Tarian ini bermakna sebagai ungkapan rasa syukur kepada Tuhan atas hasil panen yang berlimpah. Warga memberikan uang sawer sebagai tanda kegembiraan dan terima kasih.

Sebagian warga lain menggelar tradisi Ma’lambuk atau menumbuk padi. Ada yang menarik di sini. Mereka menganut prinsip persamaan gender.

Setahuku biasanya wanitalah yang memukul lesung padi. Di sini kaum pria memukul lesung dengan irama tinggi, diikuti gerakan menyerupai tarian serta teriakan khas Toraja. Warga setempat meyakini, jika irama ketukan lesung dapat mengusir hama padi. Semakin tinggi irama ketukan, maka semakin banyak hama yang diusir.

“Paling unik tentu, tradisi aksi adu kaki Sisemba atau adu tendang masal”

Orang yang tak mengetahui mereka sedang melangsungkan upacara adat mungkin mengira mereka sedang tawuran.

Warga dari kampung tetangga, saling berhadap hadapan untuk melumpuhkan, dengan cara beradu kaki secara massal. Peserta yang jatuh tak lagi diperbolehkan diserang. Agar tak mudah jatuh, mereka saling berpegangan tangan sambil menyerang dengan tendangan kaki.

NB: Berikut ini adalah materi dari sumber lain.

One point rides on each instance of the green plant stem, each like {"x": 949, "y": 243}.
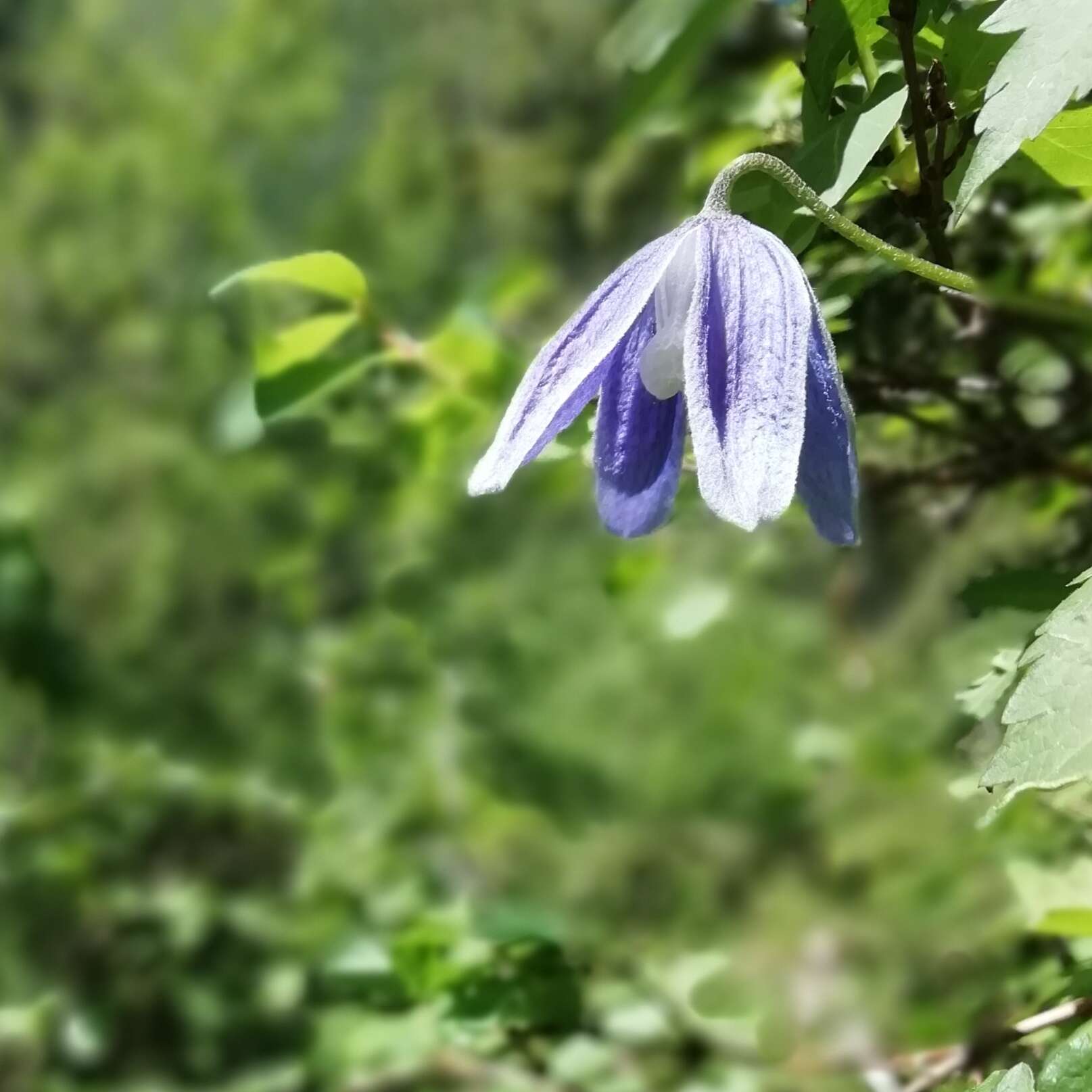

Aku tak heran banyak warga yang mengalami cedera, mulai dari keseleo hingga luka luar akibat saking kerasnya tendangan lawan.

Satu yang membuatku salut, walau terlihat kasar dan keras, namun warga yang saling tendang di lapangan bebas, tak membawa dendam hingga keluar arena. Usai Sisemba mereka bubar dan kembali akrab. Adu kaki justru merupakan cara efektif untuk mengakrabkan diri dan saling mengenal dengan warga desa lain.

“Tradisi Sisemba sama sekali bukan permainan anarkis

Sisemba adalah sebuah keharusan bagi warga setempat demi mendapatkan hasil panen yang berlimpah ditahun akan datang. Kudengar, jika sisemba tak melaksanakan, panen mereka akan gagal.

Dulu pernah di suatu waktu, tradisi ini tidak digelar. Petaka pun datang. Panen mereka gagal total. Serangan hama merebak. Hingga saat ini warga Desa Kande Api, masih melestarikan tradisi Sisemba.